One of my favorite scriptures comes from the war chapters of the Book of Mormon.  The war in the land had been going on for years and the military leader made this observation, “…. many had become hardened, because of the exceedingly great length of the war; and many were softened because of their afflictions, insomuch that they did humble themselves before God, even in the depth of humility.”(Alma 62:41) 

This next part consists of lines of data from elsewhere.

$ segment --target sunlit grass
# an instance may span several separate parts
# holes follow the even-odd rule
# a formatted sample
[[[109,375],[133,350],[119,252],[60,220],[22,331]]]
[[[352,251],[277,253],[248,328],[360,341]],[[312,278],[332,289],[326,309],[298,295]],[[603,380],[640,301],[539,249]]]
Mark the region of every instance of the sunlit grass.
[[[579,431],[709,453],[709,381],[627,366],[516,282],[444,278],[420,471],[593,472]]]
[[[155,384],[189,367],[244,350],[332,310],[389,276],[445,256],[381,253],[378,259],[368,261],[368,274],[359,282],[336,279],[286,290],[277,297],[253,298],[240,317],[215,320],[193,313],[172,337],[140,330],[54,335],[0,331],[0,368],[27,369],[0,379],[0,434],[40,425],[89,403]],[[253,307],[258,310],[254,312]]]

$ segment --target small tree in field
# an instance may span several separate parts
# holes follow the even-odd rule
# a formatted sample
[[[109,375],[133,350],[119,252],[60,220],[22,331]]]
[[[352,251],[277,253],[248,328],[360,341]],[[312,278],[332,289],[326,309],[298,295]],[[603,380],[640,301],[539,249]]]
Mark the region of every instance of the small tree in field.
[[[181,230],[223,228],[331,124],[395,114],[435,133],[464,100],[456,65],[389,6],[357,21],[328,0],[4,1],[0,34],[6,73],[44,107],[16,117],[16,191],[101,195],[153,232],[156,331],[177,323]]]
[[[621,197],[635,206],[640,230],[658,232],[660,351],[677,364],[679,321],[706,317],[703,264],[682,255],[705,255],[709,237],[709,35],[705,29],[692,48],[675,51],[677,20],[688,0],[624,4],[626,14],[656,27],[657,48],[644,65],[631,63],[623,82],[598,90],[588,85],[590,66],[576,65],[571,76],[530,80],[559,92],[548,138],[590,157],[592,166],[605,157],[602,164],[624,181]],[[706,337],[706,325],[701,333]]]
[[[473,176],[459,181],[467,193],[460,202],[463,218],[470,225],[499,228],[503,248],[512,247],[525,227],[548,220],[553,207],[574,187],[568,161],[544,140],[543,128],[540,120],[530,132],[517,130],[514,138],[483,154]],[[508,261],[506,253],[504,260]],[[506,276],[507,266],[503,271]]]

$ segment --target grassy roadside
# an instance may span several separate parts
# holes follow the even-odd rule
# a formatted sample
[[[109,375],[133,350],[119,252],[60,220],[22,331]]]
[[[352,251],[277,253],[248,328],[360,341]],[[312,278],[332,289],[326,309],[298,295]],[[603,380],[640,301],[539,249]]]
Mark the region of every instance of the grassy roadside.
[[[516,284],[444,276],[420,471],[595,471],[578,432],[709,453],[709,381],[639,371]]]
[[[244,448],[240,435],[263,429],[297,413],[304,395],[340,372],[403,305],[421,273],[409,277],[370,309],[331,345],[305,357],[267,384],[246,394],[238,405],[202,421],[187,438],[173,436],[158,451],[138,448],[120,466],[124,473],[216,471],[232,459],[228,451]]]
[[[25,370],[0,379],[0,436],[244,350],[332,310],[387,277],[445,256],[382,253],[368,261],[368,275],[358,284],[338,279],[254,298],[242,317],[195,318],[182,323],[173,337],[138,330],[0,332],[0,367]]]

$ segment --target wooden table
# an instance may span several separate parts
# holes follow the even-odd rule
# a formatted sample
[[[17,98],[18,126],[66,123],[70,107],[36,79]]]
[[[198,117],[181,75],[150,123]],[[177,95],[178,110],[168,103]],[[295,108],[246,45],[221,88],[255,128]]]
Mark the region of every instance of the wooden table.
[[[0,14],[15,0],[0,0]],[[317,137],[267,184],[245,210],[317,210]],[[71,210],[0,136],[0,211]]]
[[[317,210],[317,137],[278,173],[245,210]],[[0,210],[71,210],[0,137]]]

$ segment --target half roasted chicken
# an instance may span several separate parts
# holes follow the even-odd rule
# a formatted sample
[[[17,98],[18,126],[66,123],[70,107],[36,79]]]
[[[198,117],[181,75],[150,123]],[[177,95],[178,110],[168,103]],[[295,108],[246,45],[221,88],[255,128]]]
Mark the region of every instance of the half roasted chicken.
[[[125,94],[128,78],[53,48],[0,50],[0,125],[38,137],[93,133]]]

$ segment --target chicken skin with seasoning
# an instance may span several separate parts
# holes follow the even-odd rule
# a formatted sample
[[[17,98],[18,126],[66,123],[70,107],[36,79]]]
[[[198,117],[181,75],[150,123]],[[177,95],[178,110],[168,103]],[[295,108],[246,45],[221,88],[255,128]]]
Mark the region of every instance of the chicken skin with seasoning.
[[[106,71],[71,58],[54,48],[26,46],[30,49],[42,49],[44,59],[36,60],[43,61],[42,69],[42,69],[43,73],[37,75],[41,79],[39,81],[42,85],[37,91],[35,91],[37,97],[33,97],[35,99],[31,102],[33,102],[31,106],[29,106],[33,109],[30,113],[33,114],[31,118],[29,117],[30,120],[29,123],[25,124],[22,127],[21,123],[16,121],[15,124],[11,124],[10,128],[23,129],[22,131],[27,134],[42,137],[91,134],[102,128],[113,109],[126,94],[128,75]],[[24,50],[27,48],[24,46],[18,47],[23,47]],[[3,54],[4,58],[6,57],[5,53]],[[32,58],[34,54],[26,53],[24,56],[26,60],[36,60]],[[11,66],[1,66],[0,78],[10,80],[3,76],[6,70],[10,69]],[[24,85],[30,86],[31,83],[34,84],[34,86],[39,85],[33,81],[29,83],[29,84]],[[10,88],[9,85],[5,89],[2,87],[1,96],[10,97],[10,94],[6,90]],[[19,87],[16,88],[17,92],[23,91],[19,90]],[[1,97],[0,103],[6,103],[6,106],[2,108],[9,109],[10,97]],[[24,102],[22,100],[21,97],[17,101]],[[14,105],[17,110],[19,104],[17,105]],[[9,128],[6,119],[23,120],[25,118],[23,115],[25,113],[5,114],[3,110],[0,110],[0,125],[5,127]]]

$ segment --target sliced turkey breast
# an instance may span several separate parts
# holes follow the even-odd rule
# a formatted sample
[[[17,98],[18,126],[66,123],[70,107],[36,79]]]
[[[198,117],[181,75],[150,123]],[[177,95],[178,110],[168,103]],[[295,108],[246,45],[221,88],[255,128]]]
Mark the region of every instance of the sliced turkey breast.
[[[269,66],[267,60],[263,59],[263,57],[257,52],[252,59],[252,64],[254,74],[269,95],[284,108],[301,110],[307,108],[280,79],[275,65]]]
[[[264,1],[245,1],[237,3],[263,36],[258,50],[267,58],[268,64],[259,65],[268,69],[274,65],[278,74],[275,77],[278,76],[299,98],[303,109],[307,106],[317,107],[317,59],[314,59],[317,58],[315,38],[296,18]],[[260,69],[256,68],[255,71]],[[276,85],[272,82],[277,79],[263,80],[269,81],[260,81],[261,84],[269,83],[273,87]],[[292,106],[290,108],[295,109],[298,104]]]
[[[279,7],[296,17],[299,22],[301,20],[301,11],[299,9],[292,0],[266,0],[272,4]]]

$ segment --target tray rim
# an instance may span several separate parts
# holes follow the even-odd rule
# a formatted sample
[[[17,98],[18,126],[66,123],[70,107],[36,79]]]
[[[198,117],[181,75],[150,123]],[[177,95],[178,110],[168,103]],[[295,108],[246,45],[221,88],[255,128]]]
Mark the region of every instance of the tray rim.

Professor Carlfred Broderick from USC shared the same idea when talking about those who suffer abusive childhoods, but then break that cycle of abuse and become a transition person in their family tree, “through the grace of God some find the strength to “purge” the poison within themselves, refusing to pass on to the future generations.” (Liahona, 1987) We all have traditions that are less than prefect and we all have the obligation to leave our linage better than we found it. Though neither of these are a direct answer to my question, they both lead to the same idea.  People can experience stressful events, sometimes even the same event, but how they choose to respond makes all the difference. 
           
Why does one sibling become a transitional character and the next a clone of the abuser they loathe?  Why does one marriage experience something as difficult as the death of a child and come through it stronger and the next marriage ends in divorce? 

The difference between falling victim to life or thriving seems to be choice.  Do we choose to harden our hearts or humble ourselves, do we purge the poison or poison the next generation?   How we answer that question will make all the difference for ourselves and our relationships, especially our marriages.